Friday, November 5, 2010

Pear Clafouti

I enjoy reading memoirs, especially those associated with food.  One of my very favorites is On Rue Tatin by Susan Herrmann Loomis, author of a number of cookbooks.  It is about her time spent living and cooking in a French town.  The book contains recipes, many of which we have enjoyed time and again.  

Three perfectly ripened pears sent me to her recipe for a pear and honey clafoutis.  It's a recipe given to her by an elderly resident of Louviers.  While clafoutis is a common dessert in Normandy, this recipe, the elderly lady told her, does not produce an ordinary one.  Indeed, it doesn't.  The clafoutis that I've had and made in the past have a custard-like quality.  I would describe this one as a very moist and light cake.  I hope you'll try it because it is delicious.

Pear and Honey Clafoutis from Susan Loomis with a slight addition (nutmeg) by me

3 large pears, about 1 1/2 pounds, peeled, cored and cut into sixths
1/3 cup of honey
4 large eggs
3/4 cup plus 2 tablespoons flour
1/4 cup plus 1 tablespoon sugar
1/2 teaspoon freshly grated nutmeg
Pinch of fine sea salt
1 cup whole milk (I mixed 1 % and half and half)
4 tablespoons unsalted butter, melted and cooled

Preheat the oven to 400 degrees.  Butter and flour a 10 inch round baking dish.
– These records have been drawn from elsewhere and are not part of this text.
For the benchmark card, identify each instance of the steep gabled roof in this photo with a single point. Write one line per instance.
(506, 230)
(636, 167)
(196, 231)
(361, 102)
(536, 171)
Arrange the pears in an attractive pattern in the baking dish and drizzle them evenly with the honey.

Separate 3 of the eggs.  In a large bowl mix the flour, all but 2 tablespoons of the sugar, the nutmeg and the salt.  Whisk together the milk, 3 egg yolks, and 1 whole egg, reserving the 3 egg whites.  Make a well in the dry ingredients and pour the milk/egg yolk mixture into the well.  Gently whisk the dry ingredients in to make a smooth batter.  Quickly but thoroughly whisk in the melted butter.

In another bowl, whisk the egg whites with a small pinch of salt until they are foamy.  Add 1 tablespoon of sugar and continue whisking until soft peaks form.  Fold the egg whites into the batter, then pour over the pears.  

Bake in the center of the oven until the clafoutis is puffed and golden--about 30 minutes.  Remove from the oven and place on a wire rack to cool.

Make a caramel by heating the the remaining tablespoon of sugar with 1 teaspoon of water in a small, heavy saucepan over medium heat, shaking the pan occasionally to evenly distribute the sugar, until the mixture turns a deep golden brown--about 3 to 5 minutes.  Don't stir.  When the sugar is caramelized, drizzle it over the clafoutis.  Let it harden for a few minutes.  Slice and serve.